I have learned that a musical friend, Mr N.F., is playing bass in a new band. He is coming to our leaving party later on today. I will ask him what he thinks the bass does.
Though not as musical as Mr N.F., I too was a bass player once. One of your jobs is to support the drummer by underlining the beat. The drummer is clearly in charge here. According to his obituary in the Times, Jaki Liebezeit, the drummer in Can, chased the group’s bass player round the studio with an axe because he thought he was “playing too many notes”.
I think you have a second job as bassist, though: to tell the story of the song. To tell people where it is going, how to feel about it, how to dance to it.
Listen to Axelle Red’s Sensualité. I have it in a live version. There is some percussion ticking. The song starts when the bass comes in, duetting with the singer, asserting that this is a serious dancing song. The song has a lot of changes. Each change is flagged up by the bass as it comes along.
I am changing jobs. It looks as if the new place runs along fine. I wonder what I will be able to contribute.

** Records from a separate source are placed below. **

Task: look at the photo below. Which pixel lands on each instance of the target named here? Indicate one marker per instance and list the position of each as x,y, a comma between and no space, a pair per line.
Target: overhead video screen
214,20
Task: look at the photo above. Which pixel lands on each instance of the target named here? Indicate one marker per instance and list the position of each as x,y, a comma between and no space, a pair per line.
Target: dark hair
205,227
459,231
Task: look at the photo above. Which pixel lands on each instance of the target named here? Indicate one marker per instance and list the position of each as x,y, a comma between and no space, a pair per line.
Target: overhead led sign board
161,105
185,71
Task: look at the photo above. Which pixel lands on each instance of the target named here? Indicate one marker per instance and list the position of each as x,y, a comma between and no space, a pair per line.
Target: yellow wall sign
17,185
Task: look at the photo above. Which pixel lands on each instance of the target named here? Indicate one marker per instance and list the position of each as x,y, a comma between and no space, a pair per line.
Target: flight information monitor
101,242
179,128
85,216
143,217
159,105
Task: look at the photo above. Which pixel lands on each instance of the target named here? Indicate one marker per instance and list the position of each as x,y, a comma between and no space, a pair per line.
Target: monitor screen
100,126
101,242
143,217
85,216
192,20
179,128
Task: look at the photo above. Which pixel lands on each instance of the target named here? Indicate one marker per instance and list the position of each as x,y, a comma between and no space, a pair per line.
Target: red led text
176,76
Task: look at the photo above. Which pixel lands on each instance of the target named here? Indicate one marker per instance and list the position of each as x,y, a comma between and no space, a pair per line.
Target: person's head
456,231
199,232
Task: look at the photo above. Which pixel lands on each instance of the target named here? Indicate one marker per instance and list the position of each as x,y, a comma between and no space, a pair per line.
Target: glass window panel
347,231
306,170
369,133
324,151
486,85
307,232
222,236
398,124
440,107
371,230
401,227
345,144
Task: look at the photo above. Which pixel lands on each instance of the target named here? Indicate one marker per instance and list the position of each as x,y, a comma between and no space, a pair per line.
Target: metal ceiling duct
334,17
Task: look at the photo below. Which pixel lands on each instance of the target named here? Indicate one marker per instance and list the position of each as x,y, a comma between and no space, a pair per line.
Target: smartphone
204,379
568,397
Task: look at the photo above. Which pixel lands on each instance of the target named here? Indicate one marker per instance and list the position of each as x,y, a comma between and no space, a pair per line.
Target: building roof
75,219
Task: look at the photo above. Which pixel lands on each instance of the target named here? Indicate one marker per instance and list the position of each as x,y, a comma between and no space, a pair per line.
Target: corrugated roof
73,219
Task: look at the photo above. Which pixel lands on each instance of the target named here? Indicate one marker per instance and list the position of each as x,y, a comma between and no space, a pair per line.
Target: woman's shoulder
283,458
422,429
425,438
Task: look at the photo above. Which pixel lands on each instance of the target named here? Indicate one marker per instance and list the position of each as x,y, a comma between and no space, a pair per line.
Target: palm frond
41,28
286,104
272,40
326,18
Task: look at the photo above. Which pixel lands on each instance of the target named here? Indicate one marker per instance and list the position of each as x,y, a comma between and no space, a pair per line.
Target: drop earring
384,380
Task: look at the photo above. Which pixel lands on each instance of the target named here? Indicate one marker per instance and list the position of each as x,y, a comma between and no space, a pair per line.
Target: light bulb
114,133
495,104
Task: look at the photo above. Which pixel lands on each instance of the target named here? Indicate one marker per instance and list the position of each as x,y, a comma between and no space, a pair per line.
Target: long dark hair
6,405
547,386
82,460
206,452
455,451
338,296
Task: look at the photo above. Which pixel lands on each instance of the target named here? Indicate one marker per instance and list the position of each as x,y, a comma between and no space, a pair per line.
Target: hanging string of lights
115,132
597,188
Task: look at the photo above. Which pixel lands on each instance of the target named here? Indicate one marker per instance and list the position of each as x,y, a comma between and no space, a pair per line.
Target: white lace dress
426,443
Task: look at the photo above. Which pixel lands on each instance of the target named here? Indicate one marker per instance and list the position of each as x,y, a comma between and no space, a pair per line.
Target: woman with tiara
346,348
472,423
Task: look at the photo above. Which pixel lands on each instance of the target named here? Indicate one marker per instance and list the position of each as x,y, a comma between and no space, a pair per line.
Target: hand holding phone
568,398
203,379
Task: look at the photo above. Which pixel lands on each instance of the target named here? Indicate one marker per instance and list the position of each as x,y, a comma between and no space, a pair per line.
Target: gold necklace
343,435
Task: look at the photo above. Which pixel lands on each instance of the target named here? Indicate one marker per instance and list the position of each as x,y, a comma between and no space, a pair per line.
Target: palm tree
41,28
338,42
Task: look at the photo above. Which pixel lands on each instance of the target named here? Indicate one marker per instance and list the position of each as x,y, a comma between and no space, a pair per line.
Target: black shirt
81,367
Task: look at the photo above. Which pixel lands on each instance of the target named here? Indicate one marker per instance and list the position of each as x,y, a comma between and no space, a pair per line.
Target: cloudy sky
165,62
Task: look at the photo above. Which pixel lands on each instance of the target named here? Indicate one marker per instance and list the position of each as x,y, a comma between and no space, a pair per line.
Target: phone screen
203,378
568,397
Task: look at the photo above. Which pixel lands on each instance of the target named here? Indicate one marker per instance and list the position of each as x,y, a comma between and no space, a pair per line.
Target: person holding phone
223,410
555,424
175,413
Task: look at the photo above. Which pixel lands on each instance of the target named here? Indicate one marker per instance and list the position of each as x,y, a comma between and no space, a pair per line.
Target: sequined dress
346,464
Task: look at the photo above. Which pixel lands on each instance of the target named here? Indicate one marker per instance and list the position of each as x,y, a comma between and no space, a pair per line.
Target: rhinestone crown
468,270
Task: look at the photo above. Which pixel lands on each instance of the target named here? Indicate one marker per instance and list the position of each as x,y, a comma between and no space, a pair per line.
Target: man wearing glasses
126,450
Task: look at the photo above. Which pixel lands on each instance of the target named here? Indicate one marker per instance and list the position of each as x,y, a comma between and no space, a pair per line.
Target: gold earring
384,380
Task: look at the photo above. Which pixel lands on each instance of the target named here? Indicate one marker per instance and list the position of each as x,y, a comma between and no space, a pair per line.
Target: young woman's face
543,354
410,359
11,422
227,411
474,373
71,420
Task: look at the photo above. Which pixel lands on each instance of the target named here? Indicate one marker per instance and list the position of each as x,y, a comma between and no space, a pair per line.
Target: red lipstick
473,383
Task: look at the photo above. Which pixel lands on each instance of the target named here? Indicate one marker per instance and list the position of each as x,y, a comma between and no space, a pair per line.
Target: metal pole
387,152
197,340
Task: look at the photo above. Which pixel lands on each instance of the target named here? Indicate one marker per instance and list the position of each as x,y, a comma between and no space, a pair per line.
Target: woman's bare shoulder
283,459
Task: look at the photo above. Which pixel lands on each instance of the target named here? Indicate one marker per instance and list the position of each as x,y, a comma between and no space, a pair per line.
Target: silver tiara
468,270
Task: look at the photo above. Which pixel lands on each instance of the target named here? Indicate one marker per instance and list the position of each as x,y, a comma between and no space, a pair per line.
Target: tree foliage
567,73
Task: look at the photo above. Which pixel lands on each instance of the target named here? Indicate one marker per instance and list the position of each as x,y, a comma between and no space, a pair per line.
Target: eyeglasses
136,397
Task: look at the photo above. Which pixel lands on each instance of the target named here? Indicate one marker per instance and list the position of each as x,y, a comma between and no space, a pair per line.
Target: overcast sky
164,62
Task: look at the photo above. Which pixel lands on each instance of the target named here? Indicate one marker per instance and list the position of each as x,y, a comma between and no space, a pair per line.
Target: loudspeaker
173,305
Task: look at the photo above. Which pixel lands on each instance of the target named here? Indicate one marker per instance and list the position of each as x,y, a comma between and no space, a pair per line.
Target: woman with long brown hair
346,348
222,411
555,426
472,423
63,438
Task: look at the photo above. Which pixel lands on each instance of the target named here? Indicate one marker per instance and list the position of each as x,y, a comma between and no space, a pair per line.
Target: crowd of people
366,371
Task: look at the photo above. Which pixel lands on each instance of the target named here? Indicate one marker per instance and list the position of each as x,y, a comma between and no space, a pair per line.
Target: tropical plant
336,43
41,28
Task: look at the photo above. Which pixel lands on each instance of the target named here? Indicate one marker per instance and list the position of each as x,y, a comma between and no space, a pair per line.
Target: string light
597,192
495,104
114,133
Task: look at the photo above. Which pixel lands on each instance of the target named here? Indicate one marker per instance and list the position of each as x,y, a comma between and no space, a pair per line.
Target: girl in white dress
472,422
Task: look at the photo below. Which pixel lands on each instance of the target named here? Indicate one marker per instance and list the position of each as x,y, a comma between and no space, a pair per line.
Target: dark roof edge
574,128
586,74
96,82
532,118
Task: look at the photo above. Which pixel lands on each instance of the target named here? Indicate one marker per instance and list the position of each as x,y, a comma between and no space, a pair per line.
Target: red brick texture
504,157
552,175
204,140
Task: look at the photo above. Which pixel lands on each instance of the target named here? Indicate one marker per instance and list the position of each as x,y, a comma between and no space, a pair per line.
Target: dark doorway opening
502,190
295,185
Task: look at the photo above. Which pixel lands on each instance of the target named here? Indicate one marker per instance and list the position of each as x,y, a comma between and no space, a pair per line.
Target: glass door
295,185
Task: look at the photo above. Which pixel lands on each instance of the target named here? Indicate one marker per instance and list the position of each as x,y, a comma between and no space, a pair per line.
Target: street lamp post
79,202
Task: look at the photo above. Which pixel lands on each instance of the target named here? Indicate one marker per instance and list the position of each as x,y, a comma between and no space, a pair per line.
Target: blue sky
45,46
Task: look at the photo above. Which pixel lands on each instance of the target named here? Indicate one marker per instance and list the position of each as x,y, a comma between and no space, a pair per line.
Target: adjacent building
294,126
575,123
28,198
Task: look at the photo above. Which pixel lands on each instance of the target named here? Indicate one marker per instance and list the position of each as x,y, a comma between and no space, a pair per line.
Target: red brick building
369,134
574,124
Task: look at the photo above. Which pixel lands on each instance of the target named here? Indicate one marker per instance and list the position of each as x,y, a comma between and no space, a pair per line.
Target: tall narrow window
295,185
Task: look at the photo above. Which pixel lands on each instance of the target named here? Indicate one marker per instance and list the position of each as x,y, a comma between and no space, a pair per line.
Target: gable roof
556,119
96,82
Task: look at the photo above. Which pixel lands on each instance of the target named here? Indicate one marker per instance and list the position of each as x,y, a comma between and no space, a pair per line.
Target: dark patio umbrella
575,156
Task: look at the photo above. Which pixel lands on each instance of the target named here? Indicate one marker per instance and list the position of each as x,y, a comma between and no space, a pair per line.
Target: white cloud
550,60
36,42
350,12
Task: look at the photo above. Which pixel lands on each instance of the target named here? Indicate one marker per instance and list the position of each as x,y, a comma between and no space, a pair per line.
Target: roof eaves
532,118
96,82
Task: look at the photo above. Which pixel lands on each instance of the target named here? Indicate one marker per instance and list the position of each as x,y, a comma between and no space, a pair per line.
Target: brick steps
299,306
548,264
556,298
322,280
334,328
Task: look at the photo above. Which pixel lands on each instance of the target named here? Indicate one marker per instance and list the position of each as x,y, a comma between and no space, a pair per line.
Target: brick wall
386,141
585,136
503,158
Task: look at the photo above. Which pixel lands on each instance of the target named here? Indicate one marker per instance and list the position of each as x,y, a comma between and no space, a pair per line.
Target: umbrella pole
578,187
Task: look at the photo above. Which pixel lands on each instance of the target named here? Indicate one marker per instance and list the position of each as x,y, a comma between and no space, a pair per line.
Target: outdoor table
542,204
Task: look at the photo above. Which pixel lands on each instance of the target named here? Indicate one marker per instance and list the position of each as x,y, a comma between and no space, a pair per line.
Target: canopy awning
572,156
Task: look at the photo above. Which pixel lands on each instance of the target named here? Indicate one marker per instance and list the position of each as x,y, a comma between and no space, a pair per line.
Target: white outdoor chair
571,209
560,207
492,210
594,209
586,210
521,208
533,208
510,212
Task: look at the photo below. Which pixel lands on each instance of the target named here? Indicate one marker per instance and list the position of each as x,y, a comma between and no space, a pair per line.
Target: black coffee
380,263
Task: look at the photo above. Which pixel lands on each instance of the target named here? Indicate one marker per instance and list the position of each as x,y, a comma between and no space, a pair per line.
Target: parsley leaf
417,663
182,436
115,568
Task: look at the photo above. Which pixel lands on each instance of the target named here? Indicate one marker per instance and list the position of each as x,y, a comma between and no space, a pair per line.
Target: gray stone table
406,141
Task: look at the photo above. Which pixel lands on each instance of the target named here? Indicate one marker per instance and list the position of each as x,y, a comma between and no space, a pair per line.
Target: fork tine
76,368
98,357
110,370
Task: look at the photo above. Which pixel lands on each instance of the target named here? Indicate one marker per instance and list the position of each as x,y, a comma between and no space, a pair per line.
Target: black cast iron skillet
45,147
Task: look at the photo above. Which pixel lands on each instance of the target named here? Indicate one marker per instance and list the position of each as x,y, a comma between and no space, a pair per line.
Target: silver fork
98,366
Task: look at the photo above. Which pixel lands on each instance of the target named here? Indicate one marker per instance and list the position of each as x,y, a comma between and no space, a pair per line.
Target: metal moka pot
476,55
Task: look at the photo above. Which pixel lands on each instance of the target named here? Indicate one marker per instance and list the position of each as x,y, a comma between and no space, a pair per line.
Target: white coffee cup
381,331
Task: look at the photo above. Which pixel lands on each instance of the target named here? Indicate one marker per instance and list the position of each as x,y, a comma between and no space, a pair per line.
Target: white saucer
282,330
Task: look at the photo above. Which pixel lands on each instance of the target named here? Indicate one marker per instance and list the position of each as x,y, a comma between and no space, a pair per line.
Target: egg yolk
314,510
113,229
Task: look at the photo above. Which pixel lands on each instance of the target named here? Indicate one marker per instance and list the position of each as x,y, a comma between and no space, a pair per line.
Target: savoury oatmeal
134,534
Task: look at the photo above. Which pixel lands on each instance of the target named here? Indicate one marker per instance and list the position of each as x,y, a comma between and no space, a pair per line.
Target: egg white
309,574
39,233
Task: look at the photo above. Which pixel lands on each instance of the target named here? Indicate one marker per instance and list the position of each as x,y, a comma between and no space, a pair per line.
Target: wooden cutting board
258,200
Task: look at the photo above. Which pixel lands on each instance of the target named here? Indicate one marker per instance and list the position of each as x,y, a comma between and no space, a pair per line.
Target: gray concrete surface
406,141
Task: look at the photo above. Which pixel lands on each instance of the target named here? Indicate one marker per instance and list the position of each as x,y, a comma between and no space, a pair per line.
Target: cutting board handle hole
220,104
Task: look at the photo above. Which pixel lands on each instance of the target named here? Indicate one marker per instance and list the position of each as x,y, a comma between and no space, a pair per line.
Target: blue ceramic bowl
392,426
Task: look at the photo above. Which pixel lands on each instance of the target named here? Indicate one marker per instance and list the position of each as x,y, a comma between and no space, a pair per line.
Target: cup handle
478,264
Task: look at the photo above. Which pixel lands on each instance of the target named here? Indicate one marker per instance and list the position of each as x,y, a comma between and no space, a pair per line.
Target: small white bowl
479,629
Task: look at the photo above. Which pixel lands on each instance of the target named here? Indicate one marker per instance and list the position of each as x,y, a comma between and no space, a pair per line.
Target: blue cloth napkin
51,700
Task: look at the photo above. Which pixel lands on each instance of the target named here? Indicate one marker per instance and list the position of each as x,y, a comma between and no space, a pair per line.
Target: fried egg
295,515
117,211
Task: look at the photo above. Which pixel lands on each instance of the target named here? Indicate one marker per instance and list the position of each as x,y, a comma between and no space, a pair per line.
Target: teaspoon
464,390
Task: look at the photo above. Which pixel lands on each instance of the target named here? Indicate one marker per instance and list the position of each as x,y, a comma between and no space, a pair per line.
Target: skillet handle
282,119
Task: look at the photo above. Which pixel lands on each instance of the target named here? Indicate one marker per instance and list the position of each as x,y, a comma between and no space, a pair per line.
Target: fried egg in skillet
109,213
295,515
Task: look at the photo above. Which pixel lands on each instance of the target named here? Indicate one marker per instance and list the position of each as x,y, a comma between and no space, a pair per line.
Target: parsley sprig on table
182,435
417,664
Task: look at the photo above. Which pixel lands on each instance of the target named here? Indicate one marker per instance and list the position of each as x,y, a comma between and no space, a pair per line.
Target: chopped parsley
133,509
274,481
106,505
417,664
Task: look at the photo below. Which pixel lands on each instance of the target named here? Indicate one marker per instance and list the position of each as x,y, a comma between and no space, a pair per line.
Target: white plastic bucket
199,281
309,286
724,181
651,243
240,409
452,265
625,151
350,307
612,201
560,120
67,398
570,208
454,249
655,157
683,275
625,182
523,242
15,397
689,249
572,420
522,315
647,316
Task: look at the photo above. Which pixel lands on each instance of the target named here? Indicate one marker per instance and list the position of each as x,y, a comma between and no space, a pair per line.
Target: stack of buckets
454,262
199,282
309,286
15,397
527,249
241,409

On Friday night we went to see Axelle Red. Drums, a terrific lead guitarist, Axelle from time to time on rhythm guitar, and a keyboard player.
Travelling Companion said there was something missing, vim, energy, bounce, even when she did the songs we know, even when she did Sensualité. It was the bass I said.
Sometimes you find out what you do by seeing what happens when you don’t.
(Bassist at a barn dance at the Kam Club)
I did indeed discuss the matter with Mr N.F. He didn’t share my high-falutin’ notions. I believe he thinks that the bass is there to add tone, like a tuba he said, not content.